The SEC proposed a new rule and rule amendments under the Investment Advisers Act of 1940 to prohibit registered investment advisers from outsourcing certain services and functions without conducting due diligence and monitoring of the service providers.
Senator Elizabeth Warren sent a letter to the CFPB summarizing the findings of her investigation “revealing high rates of fraud and scams on the bank-owned peer-to-peer platform Zelle. The report found that not only is fraudulent activity growing on the platform, but the banks are not refunding the vast majority of defrauded consumers, breaking their promises to their customers and potentially violating federal law.” The letter is available here.
Senator Sherrod Brown (D-OH), Chair of the Senate Committee on Banking, Housing, and Urban Affairs, sent a letter to Jerome Powell, Chair of the Fed, “to remind the Federal Reserve of its responsibility to maintain full employment.”
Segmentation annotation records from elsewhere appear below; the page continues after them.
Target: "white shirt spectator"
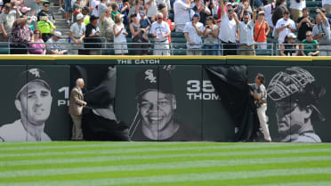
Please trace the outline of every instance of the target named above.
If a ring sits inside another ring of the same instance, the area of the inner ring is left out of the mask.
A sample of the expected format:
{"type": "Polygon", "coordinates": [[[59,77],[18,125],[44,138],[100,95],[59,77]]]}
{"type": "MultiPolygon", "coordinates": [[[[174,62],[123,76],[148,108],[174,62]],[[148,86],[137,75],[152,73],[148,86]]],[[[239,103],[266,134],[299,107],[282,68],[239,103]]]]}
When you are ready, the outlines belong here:
{"type": "Polygon", "coordinates": [[[302,11],[303,8],[306,7],[306,1],[301,0],[300,3],[297,3],[296,0],[291,0],[290,1],[290,9],[295,9],[302,11]]]}
{"type": "Polygon", "coordinates": [[[92,15],[94,15],[96,17],[99,17],[99,12],[98,12],[98,8],[97,6],[99,6],[99,4],[100,4],[100,1],[99,0],[93,0],[92,3],[91,3],[91,6],[93,8],[93,10],[92,11],[92,15]]]}
{"type": "MultiPolygon", "coordinates": [[[[75,22],[70,27],[70,32],[72,32],[72,36],[75,38],[80,38],[83,36],[84,32],[85,31],[86,31],[86,27],[84,22],[82,22],[80,25],[75,22]]],[[[74,43],[74,42],[71,41],[71,43],[74,43]]]]}
{"type": "MultiPolygon", "coordinates": [[[[292,26],[292,28],[296,29],[295,21],[293,21],[293,20],[291,20],[289,18],[287,20],[284,20],[284,18],[279,19],[277,21],[276,29],[279,28],[282,28],[284,26],[287,26],[287,25],[291,25],[292,26]]],[[[285,36],[287,36],[289,33],[291,33],[291,29],[290,28],[284,28],[283,30],[281,30],[279,33],[279,44],[282,44],[284,42],[285,36]]]]}
{"type": "Polygon", "coordinates": [[[315,26],[312,28],[312,36],[316,36],[320,33],[324,33],[324,36],[318,39],[319,44],[331,44],[330,41],[330,24],[328,21],[323,21],[322,24],[315,26]]]}
{"type": "Polygon", "coordinates": [[[185,25],[190,21],[193,16],[190,8],[182,0],[176,0],[174,4],[174,23],[177,25],[185,25]]]}
{"type": "Polygon", "coordinates": [[[247,24],[245,24],[244,21],[239,22],[239,41],[240,44],[245,44],[246,45],[253,45],[254,41],[254,24],[253,20],[249,20],[247,24]]]}
{"type": "Polygon", "coordinates": [[[275,8],[276,8],[275,3],[263,6],[265,20],[267,20],[268,25],[271,28],[275,27],[272,23],[272,12],[275,8]]]}
{"type": "MultiPolygon", "coordinates": [[[[201,22],[197,22],[197,28],[201,31],[204,32],[204,25],[201,22]]],[[[187,43],[187,48],[201,48],[202,46],[202,39],[201,36],[198,35],[196,28],[192,25],[192,21],[186,23],[184,28],[184,33],[189,33],[189,37],[191,42],[195,44],[191,45],[187,43]]]]}
{"type": "Polygon", "coordinates": [[[331,4],[331,0],[322,0],[322,6],[324,6],[324,4],[331,4]]]}
{"type": "Polygon", "coordinates": [[[228,14],[224,13],[221,17],[221,28],[218,34],[218,38],[222,42],[236,43],[237,37],[237,23],[234,19],[229,20],[228,14]]]}
{"type": "Polygon", "coordinates": [[[157,21],[155,21],[153,22],[150,28],[150,34],[158,36],[158,39],[155,37],[155,41],[157,42],[166,41],[168,37],[167,36],[163,37],[162,35],[166,35],[169,32],[170,32],[169,25],[165,21],[162,21],[161,24],[158,24],[157,21]]]}
{"type": "Polygon", "coordinates": [[[156,0],[144,0],[145,4],[151,1],[151,4],[149,4],[149,8],[147,9],[146,15],[148,18],[151,18],[157,13],[157,5],[156,0]]]}

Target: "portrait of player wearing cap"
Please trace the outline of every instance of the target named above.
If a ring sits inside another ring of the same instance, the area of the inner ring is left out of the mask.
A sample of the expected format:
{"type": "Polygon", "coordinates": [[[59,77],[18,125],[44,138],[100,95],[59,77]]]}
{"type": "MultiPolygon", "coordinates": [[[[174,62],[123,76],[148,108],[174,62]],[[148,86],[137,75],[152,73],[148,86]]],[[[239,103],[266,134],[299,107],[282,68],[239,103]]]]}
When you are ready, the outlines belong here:
{"type": "Polygon", "coordinates": [[[174,118],[177,101],[168,70],[146,69],[136,74],[135,81],[137,113],[130,127],[132,140],[189,141],[198,137],[174,118]]]}
{"type": "Polygon", "coordinates": [[[276,103],[280,142],[321,142],[312,121],[325,121],[318,105],[326,90],[316,85],[315,77],[309,71],[293,67],[278,72],[267,92],[276,103]]]}
{"type": "Polygon", "coordinates": [[[20,85],[14,101],[20,119],[0,127],[0,141],[51,141],[44,132],[52,100],[44,75],[38,69],[30,69],[20,74],[20,85]]]}

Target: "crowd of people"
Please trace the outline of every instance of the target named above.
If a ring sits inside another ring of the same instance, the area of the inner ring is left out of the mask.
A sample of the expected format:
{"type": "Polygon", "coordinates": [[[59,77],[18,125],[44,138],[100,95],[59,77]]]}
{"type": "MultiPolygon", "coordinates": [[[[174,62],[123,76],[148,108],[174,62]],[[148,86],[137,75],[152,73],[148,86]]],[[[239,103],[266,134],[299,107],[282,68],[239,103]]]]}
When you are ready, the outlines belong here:
{"type": "MultiPolygon", "coordinates": [[[[69,27],[69,48],[45,0],[3,1],[0,42],[11,53],[170,55],[172,31],[183,33],[188,55],[331,55],[331,1],[310,16],[305,0],[59,0],[69,27]],[[62,8],[64,4],[64,9],[62,8]],[[41,10],[40,10],[41,9],[41,10]],[[169,12],[174,12],[169,14],[169,12]],[[171,16],[169,16],[171,15],[171,16]],[[128,36],[131,36],[128,44],[128,36]],[[153,44],[151,44],[153,43],[153,44]]],[[[66,41],[67,42],[67,41],[66,41]]]]}

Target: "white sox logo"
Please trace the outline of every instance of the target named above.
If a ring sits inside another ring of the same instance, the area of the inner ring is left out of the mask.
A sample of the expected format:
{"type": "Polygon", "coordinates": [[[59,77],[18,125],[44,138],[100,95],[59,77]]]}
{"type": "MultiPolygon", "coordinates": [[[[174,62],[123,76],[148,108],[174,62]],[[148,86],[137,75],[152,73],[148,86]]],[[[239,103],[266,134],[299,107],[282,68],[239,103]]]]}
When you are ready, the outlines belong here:
{"type": "Polygon", "coordinates": [[[157,83],[157,77],[154,77],[153,69],[147,69],[145,75],[145,79],[149,79],[150,83],[157,83]]]}
{"type": "Polygon", "coordinates": [[[28,72],[34,75],[36,77],[40,77],[40,71],[37,69],[31,69],[28,70],[28,72]]]}

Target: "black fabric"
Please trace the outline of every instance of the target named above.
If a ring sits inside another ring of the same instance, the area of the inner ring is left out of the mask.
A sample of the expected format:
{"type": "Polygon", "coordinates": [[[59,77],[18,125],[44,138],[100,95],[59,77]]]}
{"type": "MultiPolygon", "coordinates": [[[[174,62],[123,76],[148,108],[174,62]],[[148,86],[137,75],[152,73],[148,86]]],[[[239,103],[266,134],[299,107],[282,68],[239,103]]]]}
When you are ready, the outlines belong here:
{"type": "Polygon", "coordinates": [[[246,66],[206,66],[208,77],[238,132],[235,142],[252,142],[259,128],[256,108],[247,85],[246,66]]]}
{"type": "Polygon", "coordinates": [[[85,100],[87,106],[83,109],[82,128],[86,141],[128,141],[128,126],[117,121],[113,110],[116,93],[116,68],[111,66],[71,66],[71,86],[77,78],[83,78],[85,86],[85,100]],[[94,76],[94,75],[98,76],[94,76]],[[104,76],[100,76],[104,74],[104,76]],[[101,77],[101,78],[100,78],[101,77]],[[93,109],[107,109],[97,115],[93,109]]]}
The National Credit Union Administration (NCUA) Board released its monthly meeting schedule for 2023.
The OCC announced it will host a symposium on bank mergers at its headquarters in Washington, D.C., on February 10, 2023. The symposium will promote public input and discussion regarding the framework for analyzing bank mergers under federal law, including topics such as competition, financial stability, and convenience and needs. More information can be found here.
A three-judge panel of the U.S. Court of Appeals for the Fifth Circuit held the CFPB’s design, specifically its funding structure, is unconstitutional, finding that the way in which the CFPB is funded violates the Appropriations Clause of the U.S. Constitution. The decision vacates the CFPB’s Payday Lending Rule, from which the case arose, but has broader implications for the CFPB and its authority as the Court found that the CFPB’s promulgation of the Rule was unconstitutional because of the funding structure. This could lead to other challenges based on the Court’s reasoning. The CFPB may appeal the decision to the Fifth Circuit en banc (before the full bench) or petition the U.S. Supreme Court.
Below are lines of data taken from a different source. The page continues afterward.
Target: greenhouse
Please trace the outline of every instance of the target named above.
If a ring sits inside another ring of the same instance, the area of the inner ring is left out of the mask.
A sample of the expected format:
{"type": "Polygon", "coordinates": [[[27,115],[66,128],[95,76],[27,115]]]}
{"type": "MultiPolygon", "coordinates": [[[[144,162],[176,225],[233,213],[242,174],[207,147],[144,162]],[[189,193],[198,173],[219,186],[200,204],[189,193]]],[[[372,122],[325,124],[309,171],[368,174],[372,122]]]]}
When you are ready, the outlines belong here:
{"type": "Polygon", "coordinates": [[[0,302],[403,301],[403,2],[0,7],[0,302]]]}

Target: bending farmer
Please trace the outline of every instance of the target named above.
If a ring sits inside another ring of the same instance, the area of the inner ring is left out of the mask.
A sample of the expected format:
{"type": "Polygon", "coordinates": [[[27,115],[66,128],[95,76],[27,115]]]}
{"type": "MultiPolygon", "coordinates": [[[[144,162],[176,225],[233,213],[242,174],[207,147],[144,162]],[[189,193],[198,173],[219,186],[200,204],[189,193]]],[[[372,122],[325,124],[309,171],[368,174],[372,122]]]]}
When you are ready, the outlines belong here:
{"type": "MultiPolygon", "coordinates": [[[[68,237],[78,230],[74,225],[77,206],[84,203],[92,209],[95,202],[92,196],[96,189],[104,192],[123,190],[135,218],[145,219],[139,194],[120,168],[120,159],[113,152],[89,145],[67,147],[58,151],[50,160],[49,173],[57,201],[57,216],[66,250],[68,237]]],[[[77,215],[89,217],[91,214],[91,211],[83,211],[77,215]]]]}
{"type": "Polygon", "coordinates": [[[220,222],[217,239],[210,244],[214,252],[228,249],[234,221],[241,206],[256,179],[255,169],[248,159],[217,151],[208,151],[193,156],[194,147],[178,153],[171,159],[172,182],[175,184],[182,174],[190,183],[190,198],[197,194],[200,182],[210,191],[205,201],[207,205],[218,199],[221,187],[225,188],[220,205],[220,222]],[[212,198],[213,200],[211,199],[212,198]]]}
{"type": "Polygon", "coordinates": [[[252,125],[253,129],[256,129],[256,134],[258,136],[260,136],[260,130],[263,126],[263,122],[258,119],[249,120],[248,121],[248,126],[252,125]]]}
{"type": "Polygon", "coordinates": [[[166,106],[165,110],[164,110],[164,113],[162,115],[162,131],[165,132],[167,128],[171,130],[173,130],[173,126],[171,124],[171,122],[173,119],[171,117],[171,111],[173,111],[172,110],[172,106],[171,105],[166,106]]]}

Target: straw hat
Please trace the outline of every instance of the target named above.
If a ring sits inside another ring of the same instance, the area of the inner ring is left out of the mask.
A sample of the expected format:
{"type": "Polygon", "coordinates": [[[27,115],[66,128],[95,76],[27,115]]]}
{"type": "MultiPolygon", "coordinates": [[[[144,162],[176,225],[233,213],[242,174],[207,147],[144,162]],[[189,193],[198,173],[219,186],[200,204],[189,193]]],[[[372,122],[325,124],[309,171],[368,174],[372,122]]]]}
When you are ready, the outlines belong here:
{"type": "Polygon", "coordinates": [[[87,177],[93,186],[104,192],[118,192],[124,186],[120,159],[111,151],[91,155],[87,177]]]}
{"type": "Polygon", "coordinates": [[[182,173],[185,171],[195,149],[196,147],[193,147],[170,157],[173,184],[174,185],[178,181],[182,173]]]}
The Fed invited public comment on an advance notice of proposed rulemaking (ANPR) to enhance regulators’ ability to resolve large banks in an orderly way should they fail. The ANPR asks for comment on several potential new requirements and resources that could be used for an orderly resolution of these large banking organizations, including a long-term debt requirement. Amendments were also proposed to the Guidelines for Appeals of Material Supervisory Determinations.
The ANPR was jointly developed with the FDIC. Martin Gruenberg, Acting Chairman of the FDIC, stated that “certain of these banks have other significant complexities that add to the challenge of resolving the insured bank under the Federal Deposit Insurance Act (FDI Act), including material operations, assets, liabilities and services outside the bank chain.”
Acting Comptroller of the Currency Michael Hsu stated that he supports the ANPR.